Production : Lucien Castaing-Taylor, Véréna Paravel
Nepali, English
English

Léopard d'or · Cineasti del Presente · Locarno 2013

Spirituality



Synopsis


Filmed entirely inside the narrow confines of a cable car, high above a jungle in Nepal, that transports villagers to an ancient mountaintop temple, Manakamana is an acute ethnographic investigation into culture, religion, technology and modernity.

A word from Tënk


Eleven minutes spent facing a stranger may seem like a long time. One might see it as the bare minimum of documentary filmmaking: a camera on a tripod, someone opposite, and nothing else. Manakamana is something else entirely; it is a challenge, a test of the limits of direct cinema and the viewer's patience.

It all begins gently, with a pleasant cable-car ride through a sublime landscape. The setup is strict, relentless, and places us quite literally face to face with the other. Here, there is no escape: we are together, trapped in the cabin, several dozen meters above the ground. Getting out is impossible—if we do, we die. The scenery passes by, the horizon shifts, but nothing frees us from this hold. We are compelled to stay there, facing someone we did not choose, a stranger we do not understand. Someone who makes too much noise—or not enough. Who takes up too much space, eats when it is forbidden, believes in things that escape us. Someone unsettling—and yet strangely familiar.

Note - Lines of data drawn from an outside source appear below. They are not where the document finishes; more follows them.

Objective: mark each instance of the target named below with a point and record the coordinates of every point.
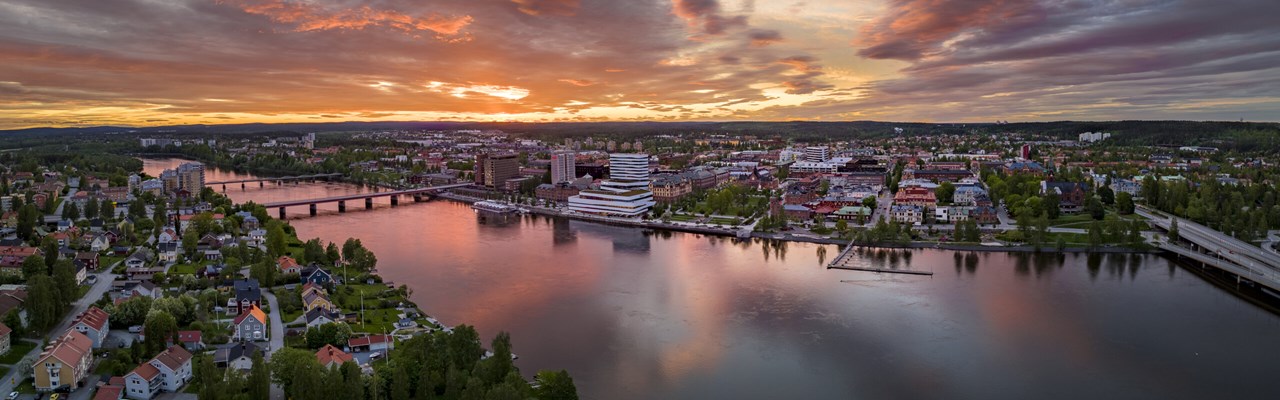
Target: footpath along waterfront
(680, 316)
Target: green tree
(64, 277)
(1095, 208)
(1095, 233)
(160, 328)
(312, 251)
(945, 192)
(1107, 195)
(556, 385)
(90, 209)
(259, 378)
(1124, 203)
(332, 253)
(71, 212)
(137, 209)
(33, 266)
(275, 239)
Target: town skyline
(136, 63)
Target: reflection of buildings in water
(625, 239)
(562, 232)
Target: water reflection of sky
(675, 316)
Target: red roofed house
(371, 342)
(330, 355)
(250, 325)
(167, 372)
(65, 362)
(4, 339)
(191, 340)
(288, 264)
(94, 323)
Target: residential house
(318, 300)
(168, 235)
(318, 317)
(168, 372)
(64, 362)
(371, 342)
(288, 264)
(250, 325)
(905, 213)
(330, 355)
(4, 339)
(168, 251)
(247, 294)
(315, 275)
(92, 323)
(191, 340)
(1072, 195)
(238, 357)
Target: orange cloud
(548, 7)
(307, 17)
(577, 82)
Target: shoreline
(736, 233)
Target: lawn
(183, 269)
(106, 260)
(17, 350)
(378, 321)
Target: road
(277, 340)
(100, 287)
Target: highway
(1220, 249)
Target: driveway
(100, 287)
(277, 323)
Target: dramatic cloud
(548, 7)
(145, 62)
(309, 17)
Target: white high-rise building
(625, 192)
(563, 166)
(817, 154)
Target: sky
(71, 63)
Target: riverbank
(741, 233)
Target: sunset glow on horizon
(187, 62)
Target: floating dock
(882, 269)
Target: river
(680, 316)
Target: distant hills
(1244, 135)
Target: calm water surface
(693, 317)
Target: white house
(94, 323)
(167, 372)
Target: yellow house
(316, 300)
(65, 362)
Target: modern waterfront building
(494, 169)
(563, 166)
(626, 191)
(817, 154)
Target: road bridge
(1217, 249)
(277, 180)
(369, 198)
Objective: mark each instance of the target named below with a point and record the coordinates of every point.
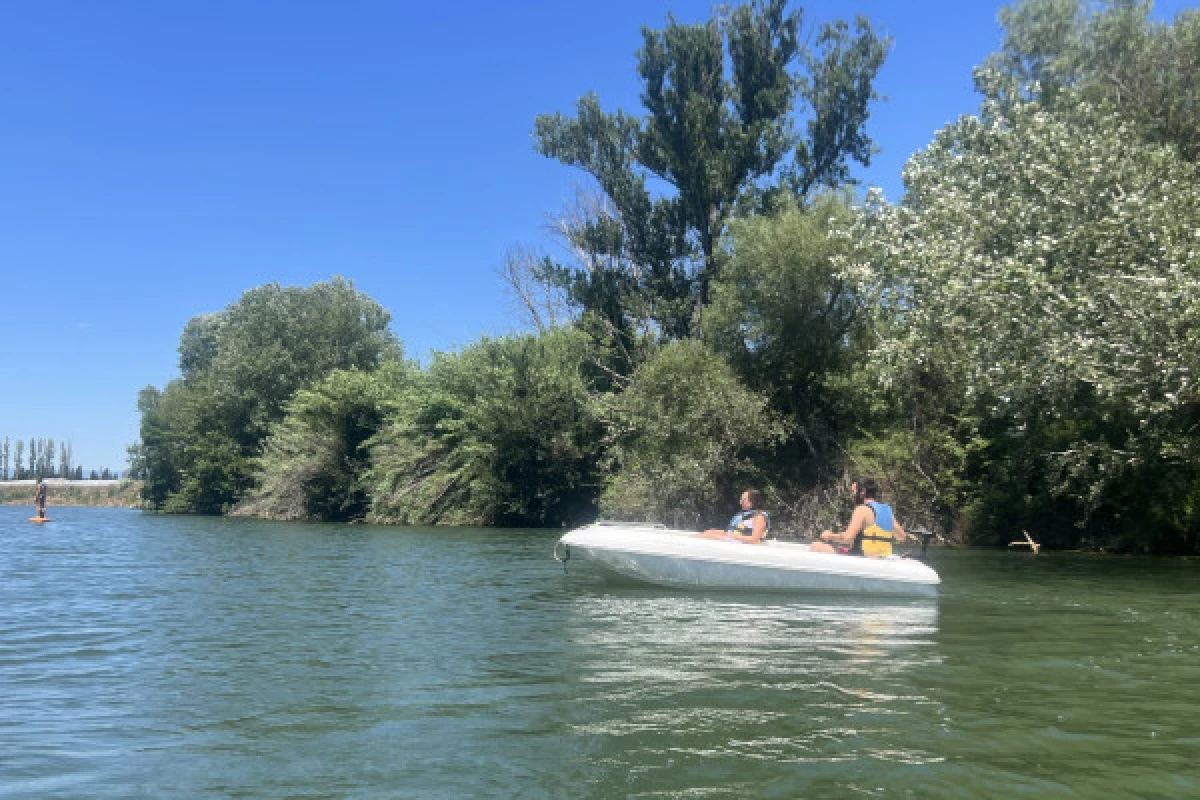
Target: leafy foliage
(682, 433)
(719, 133)
(1116, 55)
(315, 461)
(240, 367)
(499, 433)
(786, 319)
(1048, 260)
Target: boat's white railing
(617, 523)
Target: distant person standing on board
(873, 528)
(40, 498)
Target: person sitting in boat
(749, 525)
(873, 528)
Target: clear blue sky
(160, 158)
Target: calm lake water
(148, 656)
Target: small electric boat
(678, 559)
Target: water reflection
(670, 680)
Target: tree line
(40, 459)
(1009, 347)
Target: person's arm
(857, 522)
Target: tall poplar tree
(719, 136)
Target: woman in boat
(749, 525)
(873, 528)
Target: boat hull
(678, 559)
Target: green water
(147, 656)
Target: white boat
(678, 559)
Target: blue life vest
(743, 522)
(877, 537)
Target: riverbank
(61, 492)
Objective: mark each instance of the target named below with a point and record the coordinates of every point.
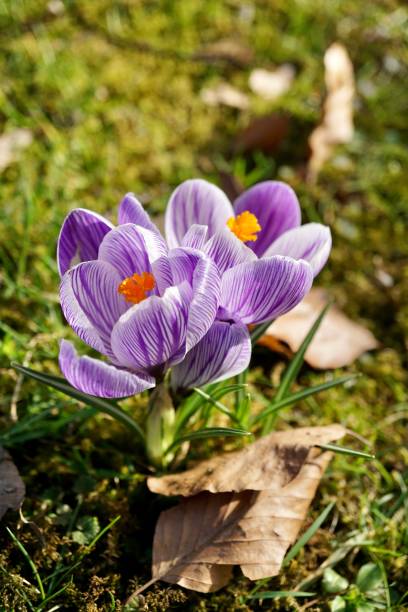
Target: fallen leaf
(232, 51)
(271, 84)
(262, 495)
(263, 134)
(337, 122)
(10, 145)
(226, 94)
(12, 489)
(338, 341)
(272, 461)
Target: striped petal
(276, 207)
(195, 202)
(223, 352)
(311, 242)
(132, 249)
(81, 234)
(202, 274)
(264, 289)
(227, 251)
(196, 237)
(152, 332)
(94, 285)
(99, 378)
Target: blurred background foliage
(110, 96)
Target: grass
(110, 92)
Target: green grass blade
(275, 406)
(29, 561)
(345, 451)
(217, 404)
(294, 366)
(95, 402)
(309, 533)
(207, 432)
(280, 594)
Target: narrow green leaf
(207, 432)
(345, 451)
(275, 406)
(309, 533)
(259, 331)
(217, 404)
(294, 366)
(95, 402)
(297, 361)
(280, 594)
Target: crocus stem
(160, 426)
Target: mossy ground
(111, 93)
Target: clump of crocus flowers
(181, 303)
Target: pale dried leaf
(270, 84)
(338, 341)
(12, 489)
(269, 463)
(226, 94)
(197, 542)
(337, 122)
(10, 145)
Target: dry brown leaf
(337, 123)
(270, 462)
(270, 84)
(226, 94)
(264, 134)
(338, 341)
(12, 489)
(10, 145)
(262, 495)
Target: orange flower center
(135, 288)
(245, 226)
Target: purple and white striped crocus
(147, 308)
(266, 259)
(140, 305)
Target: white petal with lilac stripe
(265, 289)
(223, 352)
(99, 378)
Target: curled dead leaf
(338, 341)
(337, 123)
(264, 134)
(270, 84)
(12, 489)
(262, 494)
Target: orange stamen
(135, 288)
(245, 226)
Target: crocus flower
(266, 219)
(266, 259)
(132, 300)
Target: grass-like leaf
(207, 432)
(294, 366)
(100, 404)
(309, 533)
(275, 405)
(280, 594)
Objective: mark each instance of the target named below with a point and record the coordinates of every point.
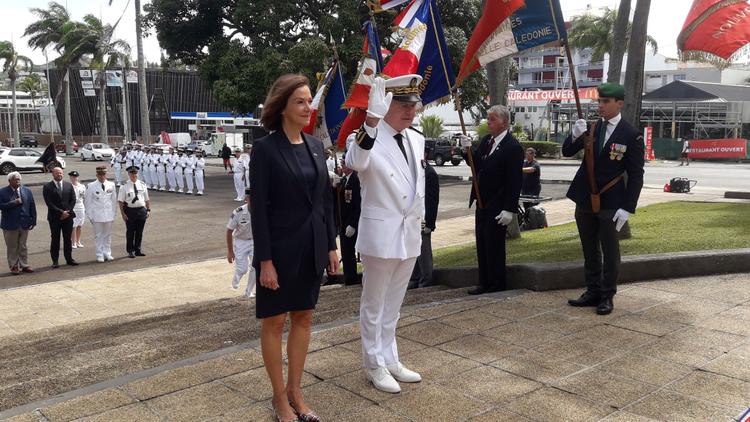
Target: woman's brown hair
(277, 98)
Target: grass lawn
(659, 228)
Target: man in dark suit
(498, 162)
(60, 199)
(617, 148)
(422, 274)
(349, 201)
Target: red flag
(493, 15)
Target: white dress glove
(379, 102)
(579, 128)
(504, 218)
(620, 218)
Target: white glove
(620, 218)
(579, 128)
(379, 102)
(504, 218)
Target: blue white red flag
(423, 51)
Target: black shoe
(586, 299)
(605, 306)
(477, 291)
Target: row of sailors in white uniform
(172, 172)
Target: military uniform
(101, 207)
(242, 246)
(618, 150)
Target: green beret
(611, 90)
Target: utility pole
(142, 91)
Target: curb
(569, 275)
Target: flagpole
(459, 109)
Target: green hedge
(543, 149)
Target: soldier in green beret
(606, 198)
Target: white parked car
(96, 152)
(18, 159)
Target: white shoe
(401, 373)
(382, 380)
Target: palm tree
(33, 85)
(47, 32)
(597, 33)
(93, 37)
(12, 64)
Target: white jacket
(392, 194)
(101, 204)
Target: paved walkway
(672, 350)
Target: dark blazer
(350, 211)
(499, 175)
(284, 210)
(622, 195)
(57, 203)
(16, 216)
(431, 196)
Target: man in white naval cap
(388, 155)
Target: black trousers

Through boredom and discomfort, attention gradually shifts. We latch onto a detail, a smile or a glance, a furtive gesture. Little by little, something is revealed: this other person is not so foreign to us after all, and we grow attached. It took the cramped space of a cabin and what felt like an interminable stretch of time to understand it. This slow closeness becomes our chance.